Computational prediction of Au(i)–Pb(ii) bonding in coordination complexes and study of the factors affecting the formation of Au(i)–E(ii) (E = Ge, Sn, Pb) covalent bonds

Abstract

We have studied computationally the Au–M (M = Ge, Sn, Pb) bonding trends in a series of model systems [(PH₃)₃Au–(MCl₃)] (M = Ge (4), Sn (5), Pb (6)). For this, we have fully optimized the model systems at the MP2 level of theory, computing the Au–M bonding energy at the equilibrium distances applying the counterpoise (cp) correction to the basis-set superposition error (BSSE) and performing a natural energy decomposition analysis (NEDA). Furthermore, a topological analysis of the electron density using QTAIM, ELF and DORI tools was performed. In order to provide further insights on the possibility of predicting the existence of Au(I)–Pb(II) donor bonds, Density Functional Theory calculations using the pbe functional and including dispersion corrections (DFT-D3/pbe) were performed on three model systems, [(PR₃)₃Au–(PbCl₃)] (R = CH₃ (7), H (8), CF₃ (9)).

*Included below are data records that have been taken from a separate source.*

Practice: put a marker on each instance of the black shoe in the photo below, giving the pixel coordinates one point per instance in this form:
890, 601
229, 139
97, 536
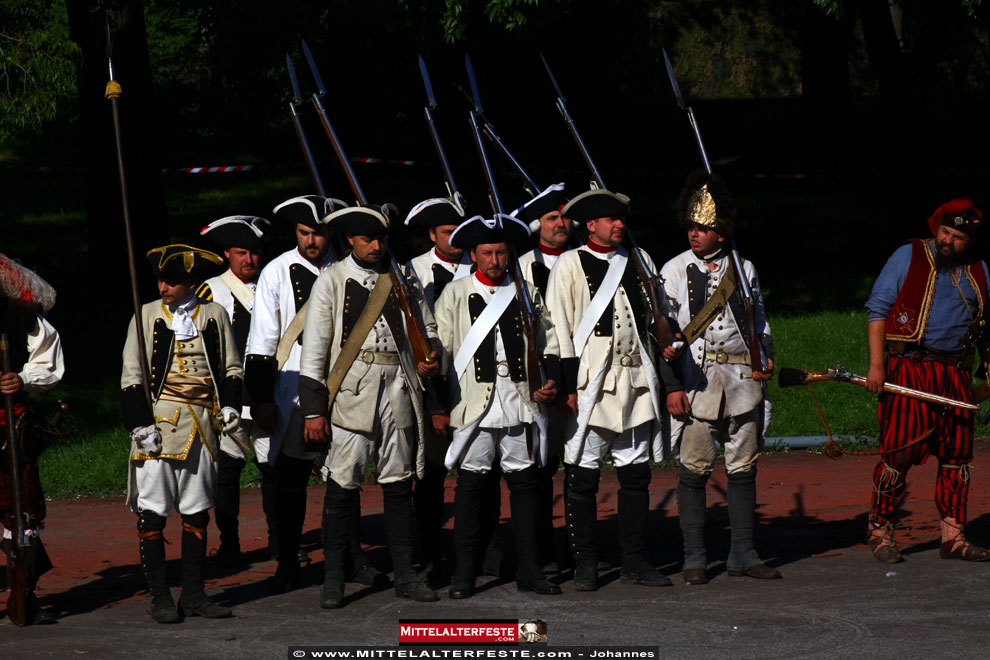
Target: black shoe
646, 576
586, 575
417, 591
163, 609
369, 576
540, 586
331, 596
459, 590
200, 605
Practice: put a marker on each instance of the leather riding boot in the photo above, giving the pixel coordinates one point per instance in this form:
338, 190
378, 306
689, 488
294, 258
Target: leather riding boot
741, 500
468, 523
691, 510
581, 507
400, 524
193, 600
634, 512
151, 543
523, 498
226, 508
338, 510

This study also includes the corresponding NEDA calculations and the topological analysis of the electron density, which provides information about the Au–Pb bond, but also about the supporting weak ligand–ligand interactions. Overall, the study provides information about the factors affecting the formation of stabilizing Au(I)–Pb(II) covalent bonds.